In following Cisco (CSCO) as closely as I have, I recently realized that I have (at times) neglected some of its peers or its competitors that are also doing well within the space. Admittedly, I might have “forgotten” them on purpose, because what investor (truly) wants to give any glory to the competition? When it comes to our investments, objectivity becomes overrated.
We have seen examples of this within every Sirius (SIRI) versus Pandora (P) article, as well as those that discuss Apple (AAPL) versus Google (GOOG) or those that inject any hint of Research In Motion’s (RIMM) demise. Throw in Microsoft’s (MSFT) decade-long sluggishness and mention its trajectory towards obscurity and the language of drunken sailors litters each article. It is truly remarkable how sensitive we become to the extent that we argue that a large pie within any market should never be shared, much less think that the competition deserves any remaining crust.
The market’s behavior this year has taught me many valuable lessons, and as it draws to a close, I’m getting a head-start on some resolutions. One of these lessons deals with what I’ve mentioned above – maintaining objectivity and increasing the distance between myself and the stock. This is another way of saying “don’t get too attached.” In the market it’s always about growth, and I think that should also be the objective in what we do as investors.
In my attempt at growth, one of the things that I plan on doing is more closely following the competition of the stocks in which I have invested. The goal is that hopefully, not only will this result in my becoming better investor, but also a better writer.
In this pursuit I recently become enamored with one of Cisco’s competitors, Brocade (BRCD). While it is not yet on the level of the other prominent names in the space, such as Juniper (JNPR) and Hewlett-Packard (HPQ), I think it is a name that may be an up-and-comer – particularly one that should fit the strategies of aggressive investors who like turnaround stories.
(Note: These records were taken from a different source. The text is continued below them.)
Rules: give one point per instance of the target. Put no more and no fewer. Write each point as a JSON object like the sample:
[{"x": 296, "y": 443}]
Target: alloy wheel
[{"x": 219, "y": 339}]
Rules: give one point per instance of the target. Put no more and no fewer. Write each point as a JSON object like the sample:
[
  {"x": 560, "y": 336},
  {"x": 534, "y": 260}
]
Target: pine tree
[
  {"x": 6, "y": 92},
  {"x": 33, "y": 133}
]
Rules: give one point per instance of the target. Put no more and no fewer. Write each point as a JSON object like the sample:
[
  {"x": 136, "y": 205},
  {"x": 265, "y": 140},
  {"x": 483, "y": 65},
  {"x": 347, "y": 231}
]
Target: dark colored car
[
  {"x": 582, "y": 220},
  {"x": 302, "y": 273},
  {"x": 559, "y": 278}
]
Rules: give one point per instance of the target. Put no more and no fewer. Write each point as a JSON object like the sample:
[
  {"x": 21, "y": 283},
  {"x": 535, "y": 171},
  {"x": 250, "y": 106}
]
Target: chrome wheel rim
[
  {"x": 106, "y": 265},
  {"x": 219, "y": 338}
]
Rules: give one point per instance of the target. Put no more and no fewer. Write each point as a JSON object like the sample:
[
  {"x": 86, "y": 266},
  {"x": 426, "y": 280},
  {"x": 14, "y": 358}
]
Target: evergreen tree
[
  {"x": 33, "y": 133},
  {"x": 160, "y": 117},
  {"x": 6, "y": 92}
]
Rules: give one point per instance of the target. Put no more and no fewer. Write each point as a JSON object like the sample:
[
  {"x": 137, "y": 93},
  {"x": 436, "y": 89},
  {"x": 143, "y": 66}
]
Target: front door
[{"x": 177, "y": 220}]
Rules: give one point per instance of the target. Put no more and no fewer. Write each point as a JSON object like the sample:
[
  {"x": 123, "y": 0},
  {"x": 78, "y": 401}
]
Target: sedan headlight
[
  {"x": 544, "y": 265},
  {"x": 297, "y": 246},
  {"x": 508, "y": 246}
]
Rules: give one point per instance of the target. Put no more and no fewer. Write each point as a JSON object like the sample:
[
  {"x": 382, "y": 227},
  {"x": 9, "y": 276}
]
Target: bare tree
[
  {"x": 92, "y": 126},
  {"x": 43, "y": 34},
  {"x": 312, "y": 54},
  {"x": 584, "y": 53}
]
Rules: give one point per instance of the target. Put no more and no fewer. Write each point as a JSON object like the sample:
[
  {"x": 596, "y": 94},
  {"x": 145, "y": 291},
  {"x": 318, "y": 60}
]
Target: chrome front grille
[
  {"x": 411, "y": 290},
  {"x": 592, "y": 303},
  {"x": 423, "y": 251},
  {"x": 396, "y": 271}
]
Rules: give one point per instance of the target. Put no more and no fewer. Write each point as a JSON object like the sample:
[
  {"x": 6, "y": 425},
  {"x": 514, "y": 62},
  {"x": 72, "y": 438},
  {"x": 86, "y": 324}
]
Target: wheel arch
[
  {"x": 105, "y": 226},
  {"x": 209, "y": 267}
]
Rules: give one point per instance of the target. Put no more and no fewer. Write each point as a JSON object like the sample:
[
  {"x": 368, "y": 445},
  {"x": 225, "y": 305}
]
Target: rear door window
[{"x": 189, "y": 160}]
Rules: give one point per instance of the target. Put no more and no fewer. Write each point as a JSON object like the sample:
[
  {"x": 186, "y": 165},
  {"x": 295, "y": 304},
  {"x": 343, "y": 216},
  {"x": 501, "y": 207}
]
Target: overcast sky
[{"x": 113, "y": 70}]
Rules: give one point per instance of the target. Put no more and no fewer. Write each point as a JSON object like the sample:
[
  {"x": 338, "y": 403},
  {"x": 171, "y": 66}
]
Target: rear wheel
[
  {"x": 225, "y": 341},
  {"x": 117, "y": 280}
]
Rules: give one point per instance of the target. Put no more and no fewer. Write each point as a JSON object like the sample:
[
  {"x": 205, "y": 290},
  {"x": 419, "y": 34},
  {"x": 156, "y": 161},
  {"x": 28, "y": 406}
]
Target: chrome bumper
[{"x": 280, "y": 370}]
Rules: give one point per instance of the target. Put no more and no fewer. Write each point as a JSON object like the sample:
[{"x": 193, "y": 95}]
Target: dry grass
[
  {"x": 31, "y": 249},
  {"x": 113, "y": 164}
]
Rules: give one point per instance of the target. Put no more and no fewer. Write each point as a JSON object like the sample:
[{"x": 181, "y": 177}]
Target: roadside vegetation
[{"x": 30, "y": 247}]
In its recent Q4 earnings announcement not only did it beat its projected numbers but it also raised guidance. But the question is, what did it prove? I’m starting to get the itchy finger, but I know it remains one of the “little guys” in Cisco’s way. As Cisco continues its turnaround there is a good chance that Brocade may likely become a casualty. But that is not to take away from the many accomplishments that it has logged this year considering the markets early reaction to its once perceived inability to compete.
Looking at it from a bearish lens, “impressive” would not be the way that I would describe Brocade’s fourth-quarter results. It reported flat revenue on a year-over-year basis and less than 10 percent sequential. Revenue for its network storage service was down 4 percent from the previous year, but this was offset with an 11 percent growth from smaller areas of its business – notably IP. But regardless of how one looks at it, it can’t be discounted that it did beat consensus estimates on both year-over-year declines and its end of range. To top it off, profitability was a huge plus.
In 2008 Brocade took a page out of Cisco’s book and acquired one of its competitors, Foundry Networks – one that seems to now be paying off. In its acquisition, management sought to broaden the company a little bit more and place less dependency on its storage business. The other advantage was it wanted to be able to sell networking gear to its existing customer base to provide the services of a one stop shop, a strategy that is now proven to have worked or at the very least currently working.
There is no denying that Cisco is clearly the market leader, and it's not going away. But Brocade is proving that it can do just fine with a small piece of the pie. This has also proven to be the case for other Cisco competitors such as F5 (FFIV) as well as Aruba (ARUN). But the sad reality for them is that (as we started discussing earlier) growth continues to be a challenge.
As Cisco has shown to have done over the past two quarters by regaining its Wall Street darling status, Brocade has launched a turnaround of its own from having issued not only meager projections, but also questionable managerial execution. As a Cisco shareholder, it pains me to want to see Brocade succeed. But who doesn’t like an underdog story?
I have to say that the stock is worth a long look at current levels – particularly as it is widely assumed that the worst is behind it. There are a lot of questions that needs to be answered, but from a risk-reward point of view, it’s one that is worth taking a chance on.